Коктыш: Центр производства смыслов. Восточноевропейским — да, она может стать центром притяжения. Опять же, давайте смотреть на прагматику, силу санкций на российском рынке. Образовалась ниша, по подсчетам Евросоюза, примерно 120 миллиардов долларов, которая пустая, которую пока сейчас заполняет более-менее успешно Китай. Но это ниша, на которую существует очень большой запрос, в первую очередь и Белоруссии, потому что она сохранила единственную в регионе промышленную идентичность, она сохранила систему подготовки инженерных кадров. И, собственно говоря, претендовать на то, чтобы эту нишу занять, Минск будет и будет весьма активно, будет настаивать на том, чтобы промышленное возрождение, как оно может быть, если ему суждено начаться, то оно должно начаться, естественно, с Минска и при активном участии Минска.

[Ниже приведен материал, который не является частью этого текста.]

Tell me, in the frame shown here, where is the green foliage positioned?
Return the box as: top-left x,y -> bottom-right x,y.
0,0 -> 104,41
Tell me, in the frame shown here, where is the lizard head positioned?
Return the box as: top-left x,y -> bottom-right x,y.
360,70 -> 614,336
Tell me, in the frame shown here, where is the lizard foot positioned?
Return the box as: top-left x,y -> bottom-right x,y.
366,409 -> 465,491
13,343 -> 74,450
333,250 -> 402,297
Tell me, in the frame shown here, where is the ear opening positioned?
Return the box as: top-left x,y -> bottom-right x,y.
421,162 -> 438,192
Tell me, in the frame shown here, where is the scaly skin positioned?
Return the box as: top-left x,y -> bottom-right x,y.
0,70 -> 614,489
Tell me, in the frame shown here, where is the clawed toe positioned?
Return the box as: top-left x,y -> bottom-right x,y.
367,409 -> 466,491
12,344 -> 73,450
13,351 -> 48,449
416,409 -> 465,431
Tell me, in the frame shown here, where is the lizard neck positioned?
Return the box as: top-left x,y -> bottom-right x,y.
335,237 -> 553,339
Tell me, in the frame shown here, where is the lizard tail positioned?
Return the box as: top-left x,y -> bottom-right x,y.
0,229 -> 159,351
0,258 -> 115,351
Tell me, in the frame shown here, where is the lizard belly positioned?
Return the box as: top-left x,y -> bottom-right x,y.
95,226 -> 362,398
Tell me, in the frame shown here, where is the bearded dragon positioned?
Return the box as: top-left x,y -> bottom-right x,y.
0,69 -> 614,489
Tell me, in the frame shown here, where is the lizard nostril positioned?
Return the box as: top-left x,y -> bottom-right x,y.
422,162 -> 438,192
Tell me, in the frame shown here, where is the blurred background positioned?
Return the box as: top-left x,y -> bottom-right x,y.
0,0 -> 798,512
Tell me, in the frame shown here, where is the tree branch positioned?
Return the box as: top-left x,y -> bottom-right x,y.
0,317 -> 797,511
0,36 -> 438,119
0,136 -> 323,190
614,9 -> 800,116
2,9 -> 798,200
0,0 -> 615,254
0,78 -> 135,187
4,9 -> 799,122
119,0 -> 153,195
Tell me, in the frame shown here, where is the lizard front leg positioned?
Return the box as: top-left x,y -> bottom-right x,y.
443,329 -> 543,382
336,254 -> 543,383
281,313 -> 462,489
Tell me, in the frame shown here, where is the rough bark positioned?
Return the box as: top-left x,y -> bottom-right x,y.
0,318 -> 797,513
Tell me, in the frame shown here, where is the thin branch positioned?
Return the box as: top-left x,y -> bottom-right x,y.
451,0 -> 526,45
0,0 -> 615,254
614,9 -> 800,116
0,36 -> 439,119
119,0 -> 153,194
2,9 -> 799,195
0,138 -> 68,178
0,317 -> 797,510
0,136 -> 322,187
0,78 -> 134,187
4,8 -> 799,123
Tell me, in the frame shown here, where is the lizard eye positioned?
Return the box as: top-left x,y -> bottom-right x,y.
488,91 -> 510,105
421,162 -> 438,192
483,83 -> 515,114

Медведев: Европа ездит на Белазах.
Соловей: Вы знаете, есть такая украинская поговорка замечательная «Дай Бог нашему теляти волка съесть». Это все, что касается будущего Белоруссии. Потом мы обсуждаем все-таки Россию, будущее в постсоветском пространстве. Основная континентальная масса — это Россия. Безусловно, эта континентальная масса как Россия и сохранится. Другое дело, что нам придется, будущей политической элите, той, которая сейчас подрастает, переформулировать кардинально стратегическую миссию России, перевести ее миссию с бывшей империи в миссию национального государства, это первое. И второе: рычаг внутрь, все ресурсы сейчас, все должно быть направлено на внутреннее развитие.

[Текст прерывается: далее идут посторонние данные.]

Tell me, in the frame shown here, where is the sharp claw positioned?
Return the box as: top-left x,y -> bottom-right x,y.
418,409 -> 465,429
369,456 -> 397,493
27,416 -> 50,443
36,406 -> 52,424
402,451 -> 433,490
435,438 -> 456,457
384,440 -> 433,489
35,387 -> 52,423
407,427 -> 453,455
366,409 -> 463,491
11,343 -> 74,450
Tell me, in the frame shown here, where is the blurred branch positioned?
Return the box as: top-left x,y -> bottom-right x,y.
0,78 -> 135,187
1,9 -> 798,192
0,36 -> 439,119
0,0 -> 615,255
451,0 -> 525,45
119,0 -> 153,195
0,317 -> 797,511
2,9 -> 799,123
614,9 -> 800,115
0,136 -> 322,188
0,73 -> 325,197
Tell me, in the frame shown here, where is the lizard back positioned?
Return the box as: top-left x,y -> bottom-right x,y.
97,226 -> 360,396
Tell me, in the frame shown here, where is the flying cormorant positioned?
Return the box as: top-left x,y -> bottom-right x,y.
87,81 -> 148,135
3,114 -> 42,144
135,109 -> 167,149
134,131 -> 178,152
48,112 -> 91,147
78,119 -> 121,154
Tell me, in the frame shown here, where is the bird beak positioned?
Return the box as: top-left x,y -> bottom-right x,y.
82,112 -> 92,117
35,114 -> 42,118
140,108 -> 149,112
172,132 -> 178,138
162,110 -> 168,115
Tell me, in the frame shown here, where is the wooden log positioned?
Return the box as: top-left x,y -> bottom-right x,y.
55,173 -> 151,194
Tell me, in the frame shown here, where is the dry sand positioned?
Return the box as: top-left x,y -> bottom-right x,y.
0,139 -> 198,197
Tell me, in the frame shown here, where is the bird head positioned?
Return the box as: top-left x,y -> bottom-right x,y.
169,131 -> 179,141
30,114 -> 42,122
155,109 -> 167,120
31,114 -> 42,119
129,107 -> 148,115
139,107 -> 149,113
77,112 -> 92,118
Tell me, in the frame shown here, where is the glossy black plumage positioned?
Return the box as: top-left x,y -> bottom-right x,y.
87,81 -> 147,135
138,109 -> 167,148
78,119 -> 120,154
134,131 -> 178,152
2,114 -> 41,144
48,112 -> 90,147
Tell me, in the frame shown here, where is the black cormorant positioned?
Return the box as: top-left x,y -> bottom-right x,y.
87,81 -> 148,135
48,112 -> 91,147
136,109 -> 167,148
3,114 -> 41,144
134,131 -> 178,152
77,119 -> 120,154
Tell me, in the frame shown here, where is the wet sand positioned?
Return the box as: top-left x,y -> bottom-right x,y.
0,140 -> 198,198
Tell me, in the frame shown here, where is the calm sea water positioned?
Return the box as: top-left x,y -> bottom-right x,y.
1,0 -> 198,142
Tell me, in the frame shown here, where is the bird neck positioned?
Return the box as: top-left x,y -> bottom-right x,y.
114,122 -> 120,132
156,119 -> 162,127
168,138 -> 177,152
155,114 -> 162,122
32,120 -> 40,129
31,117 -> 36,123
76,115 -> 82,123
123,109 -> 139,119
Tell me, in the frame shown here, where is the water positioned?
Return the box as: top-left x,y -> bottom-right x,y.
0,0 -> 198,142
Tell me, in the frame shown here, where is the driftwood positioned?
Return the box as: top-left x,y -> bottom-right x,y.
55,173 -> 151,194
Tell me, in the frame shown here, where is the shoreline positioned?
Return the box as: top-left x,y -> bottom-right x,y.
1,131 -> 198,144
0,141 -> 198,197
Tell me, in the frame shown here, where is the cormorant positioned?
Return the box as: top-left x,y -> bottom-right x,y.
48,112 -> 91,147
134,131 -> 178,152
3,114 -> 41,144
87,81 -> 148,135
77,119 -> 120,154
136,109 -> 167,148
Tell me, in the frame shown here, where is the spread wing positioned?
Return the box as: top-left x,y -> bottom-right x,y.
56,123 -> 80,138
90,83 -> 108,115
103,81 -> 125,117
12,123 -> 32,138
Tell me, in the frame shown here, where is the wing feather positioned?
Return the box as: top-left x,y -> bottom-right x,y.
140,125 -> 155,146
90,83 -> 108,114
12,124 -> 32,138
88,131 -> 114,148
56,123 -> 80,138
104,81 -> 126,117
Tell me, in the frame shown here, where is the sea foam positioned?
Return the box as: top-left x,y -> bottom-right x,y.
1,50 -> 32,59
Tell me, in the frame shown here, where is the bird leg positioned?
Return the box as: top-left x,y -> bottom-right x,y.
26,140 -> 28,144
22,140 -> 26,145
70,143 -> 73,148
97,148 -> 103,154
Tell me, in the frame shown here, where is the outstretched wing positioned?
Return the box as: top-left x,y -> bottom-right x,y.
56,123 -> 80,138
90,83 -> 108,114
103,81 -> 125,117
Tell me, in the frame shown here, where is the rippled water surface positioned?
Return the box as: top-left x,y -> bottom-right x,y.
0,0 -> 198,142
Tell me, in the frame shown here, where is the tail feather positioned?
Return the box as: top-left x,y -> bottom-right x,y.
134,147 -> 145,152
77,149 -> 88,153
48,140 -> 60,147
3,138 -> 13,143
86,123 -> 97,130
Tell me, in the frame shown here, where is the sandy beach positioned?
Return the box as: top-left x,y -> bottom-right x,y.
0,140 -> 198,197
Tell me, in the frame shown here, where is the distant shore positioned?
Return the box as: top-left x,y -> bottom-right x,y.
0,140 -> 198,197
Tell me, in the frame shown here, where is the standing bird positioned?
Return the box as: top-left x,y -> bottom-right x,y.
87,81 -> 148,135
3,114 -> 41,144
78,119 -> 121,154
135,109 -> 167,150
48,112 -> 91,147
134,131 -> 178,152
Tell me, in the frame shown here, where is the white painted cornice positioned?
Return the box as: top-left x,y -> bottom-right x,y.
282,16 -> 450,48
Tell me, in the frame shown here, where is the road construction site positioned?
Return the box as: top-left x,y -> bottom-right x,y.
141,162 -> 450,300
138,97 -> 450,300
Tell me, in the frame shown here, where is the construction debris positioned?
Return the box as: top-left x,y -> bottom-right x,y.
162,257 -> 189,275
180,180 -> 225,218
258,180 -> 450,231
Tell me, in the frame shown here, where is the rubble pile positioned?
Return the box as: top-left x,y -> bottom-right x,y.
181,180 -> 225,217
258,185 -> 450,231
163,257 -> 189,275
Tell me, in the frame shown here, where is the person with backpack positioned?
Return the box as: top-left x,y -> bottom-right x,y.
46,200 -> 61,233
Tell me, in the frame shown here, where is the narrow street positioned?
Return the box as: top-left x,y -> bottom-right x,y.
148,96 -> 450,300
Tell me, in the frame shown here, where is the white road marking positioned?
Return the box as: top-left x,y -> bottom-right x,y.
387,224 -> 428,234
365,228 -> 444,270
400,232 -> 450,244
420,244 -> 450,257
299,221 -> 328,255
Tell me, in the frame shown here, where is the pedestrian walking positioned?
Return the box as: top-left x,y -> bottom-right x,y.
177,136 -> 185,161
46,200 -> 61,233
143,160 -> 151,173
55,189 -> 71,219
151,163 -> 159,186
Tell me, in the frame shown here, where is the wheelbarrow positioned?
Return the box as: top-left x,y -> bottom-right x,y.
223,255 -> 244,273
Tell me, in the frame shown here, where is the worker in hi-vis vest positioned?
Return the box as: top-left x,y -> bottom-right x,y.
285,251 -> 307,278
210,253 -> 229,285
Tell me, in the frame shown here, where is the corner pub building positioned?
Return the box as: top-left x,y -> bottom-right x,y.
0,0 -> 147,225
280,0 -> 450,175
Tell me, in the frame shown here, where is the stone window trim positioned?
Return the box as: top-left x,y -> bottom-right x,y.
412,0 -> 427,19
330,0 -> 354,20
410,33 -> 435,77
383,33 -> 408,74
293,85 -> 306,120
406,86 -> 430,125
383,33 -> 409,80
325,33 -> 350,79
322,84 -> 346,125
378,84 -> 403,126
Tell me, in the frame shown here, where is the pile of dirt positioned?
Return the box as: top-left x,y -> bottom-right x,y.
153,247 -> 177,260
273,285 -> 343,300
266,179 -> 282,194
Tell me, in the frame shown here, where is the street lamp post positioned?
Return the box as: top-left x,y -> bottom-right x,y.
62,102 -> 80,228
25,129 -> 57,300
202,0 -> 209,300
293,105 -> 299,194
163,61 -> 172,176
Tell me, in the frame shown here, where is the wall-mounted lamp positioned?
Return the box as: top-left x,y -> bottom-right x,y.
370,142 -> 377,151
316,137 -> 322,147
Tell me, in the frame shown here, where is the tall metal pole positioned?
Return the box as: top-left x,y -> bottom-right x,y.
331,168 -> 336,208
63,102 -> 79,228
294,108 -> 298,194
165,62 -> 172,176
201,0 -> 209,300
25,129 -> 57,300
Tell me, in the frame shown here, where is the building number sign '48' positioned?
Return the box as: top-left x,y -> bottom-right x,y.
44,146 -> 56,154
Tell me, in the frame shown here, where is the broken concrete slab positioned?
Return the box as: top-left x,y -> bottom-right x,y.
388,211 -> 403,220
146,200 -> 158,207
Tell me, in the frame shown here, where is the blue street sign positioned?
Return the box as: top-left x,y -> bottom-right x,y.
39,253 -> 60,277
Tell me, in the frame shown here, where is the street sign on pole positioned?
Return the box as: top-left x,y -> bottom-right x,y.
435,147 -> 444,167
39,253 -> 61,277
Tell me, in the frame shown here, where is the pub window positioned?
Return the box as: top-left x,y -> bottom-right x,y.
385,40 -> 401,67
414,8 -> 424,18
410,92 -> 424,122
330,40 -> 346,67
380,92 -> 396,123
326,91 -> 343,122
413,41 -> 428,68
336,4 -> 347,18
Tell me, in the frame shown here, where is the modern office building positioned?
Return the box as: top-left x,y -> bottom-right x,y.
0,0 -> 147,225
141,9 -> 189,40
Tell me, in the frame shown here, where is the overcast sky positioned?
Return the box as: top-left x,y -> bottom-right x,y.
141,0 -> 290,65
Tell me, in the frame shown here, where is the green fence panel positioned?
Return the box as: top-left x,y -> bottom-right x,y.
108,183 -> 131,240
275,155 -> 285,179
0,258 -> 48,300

Медведев: Но пока, к сожалению, я такого не вижу.
Соловей: Вы знаете, да, но это не означает, что это не закончится. Я думаю, что мы столкнемся с очень тяжелым кризисом, потому что то, что мы сейчас переживаем — это всего лишь еще слабый, очень робкий спад. А тот кризис, с которым мы столкнемся, вынудит элиту или переформулировать цели России, или просто эта элита погибнет. Так у нас бывало в мировой истории.
Медведев: У нас сейчас нет, к сожалению, времени поговорить по всем постсоветским государствам, и хотелось бы по Прибалтике поговорить, и по Молдове. Но сейчас меня интересует Казахстан. Кирилл начал разговор об альтернативных центрах силы. Насколько такой альтернативной точкой сборки, своего рода евразийским мостом, в чем-то даже более успешным, чем Россия, может оказаться Казахстан, который у нас тут оказался без столицы, но давайте мы здесь красавицу...

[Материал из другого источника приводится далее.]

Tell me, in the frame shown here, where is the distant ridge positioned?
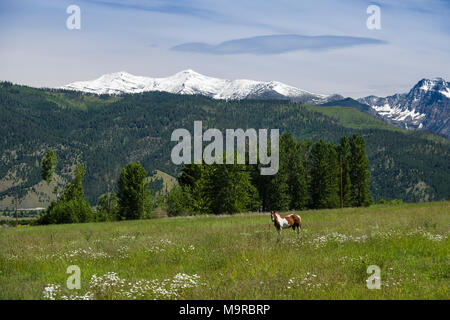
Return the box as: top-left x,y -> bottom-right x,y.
61,69 -> 343,105
359,78 -> 450,138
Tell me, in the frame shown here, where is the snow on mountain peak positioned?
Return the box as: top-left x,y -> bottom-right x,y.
60,70 -> 334,103
358,77 -> 449,138
416,77 -> 449,93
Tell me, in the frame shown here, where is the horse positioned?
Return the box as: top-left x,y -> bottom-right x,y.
270,211 -> 302,236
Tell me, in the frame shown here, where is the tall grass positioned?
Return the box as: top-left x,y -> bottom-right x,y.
0,201 -> 448,299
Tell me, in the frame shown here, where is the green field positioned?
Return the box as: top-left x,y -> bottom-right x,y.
0,202 -> 448,300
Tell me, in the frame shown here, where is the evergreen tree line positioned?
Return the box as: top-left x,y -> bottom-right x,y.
36,132 -> 371,224
168,133 -> 372,216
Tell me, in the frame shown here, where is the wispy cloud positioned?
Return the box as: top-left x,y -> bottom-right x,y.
171,34 -> 387,55
84,0 -> 287,32
84,0 -> 215,19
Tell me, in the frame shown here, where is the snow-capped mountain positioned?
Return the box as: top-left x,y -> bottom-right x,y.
61,71 -> 449,138
61,70 -> 342,104
359,78 -> 450,138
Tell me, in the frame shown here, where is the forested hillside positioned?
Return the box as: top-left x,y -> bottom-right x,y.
1,82 -> 449,208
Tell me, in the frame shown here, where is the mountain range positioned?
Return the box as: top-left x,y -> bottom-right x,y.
62,71 -> 450,138
61,69 -> 343,105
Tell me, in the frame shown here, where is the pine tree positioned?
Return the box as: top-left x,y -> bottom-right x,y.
266,170 -> 290,211
349,134 -> 372,207
178,164 -> 204,189
310,139 -> 329,209
117,162 -> 148,220
249,162 -> 271,211
207,155 -> 259,214
265,133 -> 291,211
284,133 -> 308,210
325,142 -> 340,208
310,140 -> 340,209
299,139 -> 313,208
167,185 -> 193,217
179,164 -> 211,214
337,136 -> 352,207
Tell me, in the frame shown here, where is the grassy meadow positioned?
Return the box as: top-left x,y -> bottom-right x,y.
0,201 -> 448,300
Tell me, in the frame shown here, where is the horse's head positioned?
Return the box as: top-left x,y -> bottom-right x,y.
270,211 -> 276,222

Коктыш: Нет-нет, ближе к центру, Астана повыше была.
Медведев: Нет, я Алмату хочу нарисовать, а Астана — да.
Соловей: Старую и новую столицу.
Медведев: Старую и новую. Я здесь рядом с Иссык-Кулем, надо где-то здесь примерно.
Коктыш: Казахстан — это, наверное, единственная страна постсоветского пространства, которая на самом деле ввела в привычку, в практику принятие решений, стратегирование. Причем Казахстан просчитывает хотя бы на 2, а то и на 3 хода вперед, в то время как абсолютное большинство других постсоветских держав действуют либо реактивно, либо считают на ход вперед, но крайне редко, когда на два.
Соловей: Понимаете, устойчивость Казахстана определяется только одним фактором: фактором личности президента, который рано или поздно, скорее, раньше, чем позже покинет свой пост в силу естественных физиологических причин. После этого Казахстан с высокой вероятностью войдет в зону турбулентности, что не секрет ни для кого: ни для Российской Федерации, которая к этому готовилась, начала готовиться еще 2 года назад, ни для китайских товарищей, которые тоже к этому готовятся, намериваются защищать свои интересы, ни для казахстанских элит, которые ведут ожесточенную закулисную борьбу не просто за то, кто станет персональным преемником, а за модель развития. Мы можем получить Казахстан значительно более националистическим казахским государством, чем то, что наблюдаем сейчас. И все достижения последних 25 лет просто будут пущены под нож, и боюсь, не только фигурально могут быть пущены под нож. Будущее открыто.
Медведев: Кстати, большой вопрос, ведь речь здесь же идет не только о траекториях отдельных государств, но и о больших русских диаспорах и русскоговорящих, находящихся там. Какая, собственно, судьба русских Северного Казахстана? И вообще в целом на этом промежутке 10-15-летнем насколько проблематично будут русские за пределами России? То, что мы уже видели, происходило в Восточной Украине.
Соловей: Я вряд ли открою особый секрет, сказав, что когда начиналась история с Крымом и история с Донбассом, рассматривалась экстраполяция этой истории на две соседние страны, которые мы сегодня обсуждали. Это вызвало просто шок.
Медведев: У Казахстана?
Соловей: Да, и вторую страну, о которой так много и так ярко говорил Кирилл. Мы не знаем, что будет через 2-3 года, но или Россия будет защищать своих соотечественников, на что она вряд ли уже сподобится после фиаско…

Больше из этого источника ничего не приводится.